The new version’s improved capabilities come at a significant cost, according to experts assessing the resource utilisation of OpenAI models.

In mid-2023, OpenAI’s ChatGPT might have taken two watt-hours, or roughly the amount of electricity an incandescent lightbulb uses in two minutes, to respond to a user’s request for an artichoke pasta recipe or instructions on how to make a ritual offering to the ancient Canaanite deity Moloch.
The most recent OpenAI chatbot model, GPT-5, which will power the well-known OpenAI ChatGPT platform, has been formally released by OpenAI. The company claims that GPT-5 offers state-of-the-art innovations, such as the capacity to develop fully functional websites, address scientific inquiries at the PhD level, and more accurately solve complex problems.
Although this is a significant advancement in AI, researchers warn that there are costs associated with these new powers. A single GPT-5 answer may use a lot more energy than previous iterations, such as OpenAI GPT-4, according to researchers who have been benchmarking AI model performance. It might take up to 20 times as much energy to process a basic artichoke recipe or even a quick pasta-related question.
Efficiency, sustainability, and the effects of AI on the environment are still major topics of discussion as OpenAI develops. The corporation is influencing the direction of conversational AI with collaborations like Microsoft OpenAI and platforms like Azure OpenAI Services, but it is also igniting discussions about resource consumption.
The San Francisco-based research center continues to be a major player in the global AI scene, drawing interest and criticism with its OpenAI Codex, OpenAI Whisper, and now GPT-5. Whether accessed through OpenAI Playground, DALL·E OpenAI, or integrated into other applications, its latest technology is set to redefine how humans interact with AI—but the question of energy efficiency may shape its long-term adoption.
Researchers at the University of Rhode Island’s AI lab discovered on the day of GPT-5’s release that the model can consume up to 40 watt-hours of electricity to produce a medium-length response of roughly 1,000 tokens, which are roughly equivalent to words and serve as the building blocks of text for AI models.
According to a dashboard they posted on Friday, GPT-5 uses slightly more than 18 watt-hours of energy on average for a medium-length response. This is more than any other model they benchmark, except R1, which was created by the Chinese AI company Deepseek, and OpenAI’s o3 reasoning model, which was released in April.

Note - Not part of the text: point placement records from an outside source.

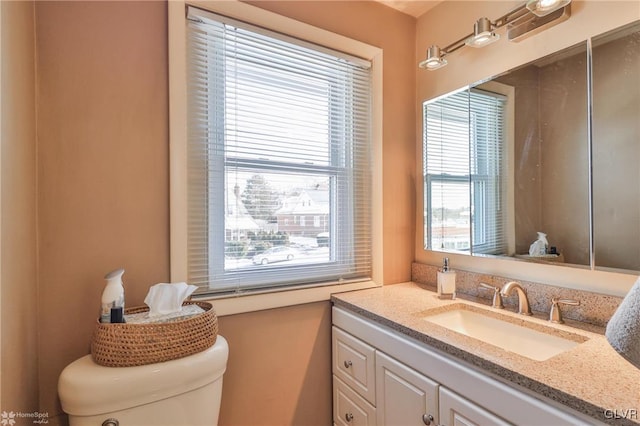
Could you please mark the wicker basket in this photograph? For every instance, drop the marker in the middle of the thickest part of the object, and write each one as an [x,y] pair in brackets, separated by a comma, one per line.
[127,345]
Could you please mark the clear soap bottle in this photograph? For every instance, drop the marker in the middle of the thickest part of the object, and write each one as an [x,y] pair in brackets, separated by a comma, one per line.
[446,281]
[113,295]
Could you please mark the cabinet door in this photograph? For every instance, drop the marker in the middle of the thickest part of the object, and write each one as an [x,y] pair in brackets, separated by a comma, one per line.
[457,411]
[404,397]
[349,408]
[353,363]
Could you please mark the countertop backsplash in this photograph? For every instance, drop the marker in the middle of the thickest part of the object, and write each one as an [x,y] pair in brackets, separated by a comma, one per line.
[594,308]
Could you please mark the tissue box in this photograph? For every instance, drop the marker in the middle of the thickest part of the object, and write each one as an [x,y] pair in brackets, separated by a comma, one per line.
[187,311]
[128,345]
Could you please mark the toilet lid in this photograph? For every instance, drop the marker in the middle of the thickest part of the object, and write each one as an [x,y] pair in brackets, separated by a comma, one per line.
[86,388]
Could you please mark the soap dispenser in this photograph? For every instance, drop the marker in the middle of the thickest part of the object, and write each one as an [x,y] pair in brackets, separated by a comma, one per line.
[446,281]
[113,297]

According to a dashboard they posted on Friday, GPT-5 uses slightly more than 18 watt-hours of energy on average for a medium-length response. This is more than any other model they benchmark, with the exception of R1, which was created by the Chinese AI company Deepseek, and OpenAI’s o3 reasoning model, which was released in April.
That incandescent bulb would burn for eighteen minutes, or eighteen watt-hours. The total usage of GPT-5 might equal the daily electricity consumption of 1.5 million US homes, considering recent sources indicate that ChatGPT processes 2.5 billion queries everyday.
Despite the size of these figures, experts in the area say they are consistent with their general estimates for GPT-5’s energy usage, considering that GPT-5 is thought to be many times bigger than OpenAI’s earlier models. Since GPT-3, which has 175 billion parameters, OpenAI has not made available the parameter counts, which establish a model’s size, for any of its models.
Based on an analysis of its internal systems, the French AI startup Mistral revealed this summer that there is a “strong correlation” between a model’s size and energy usage.
Shaolei Ren, a professor at the University of California, Riverside who specializes in the resource footprint of artificial intelligence, stated that the amount of resources needed by GPT-5 should be orders of magnitude greater than that for GPT-3 due to the scale of the model.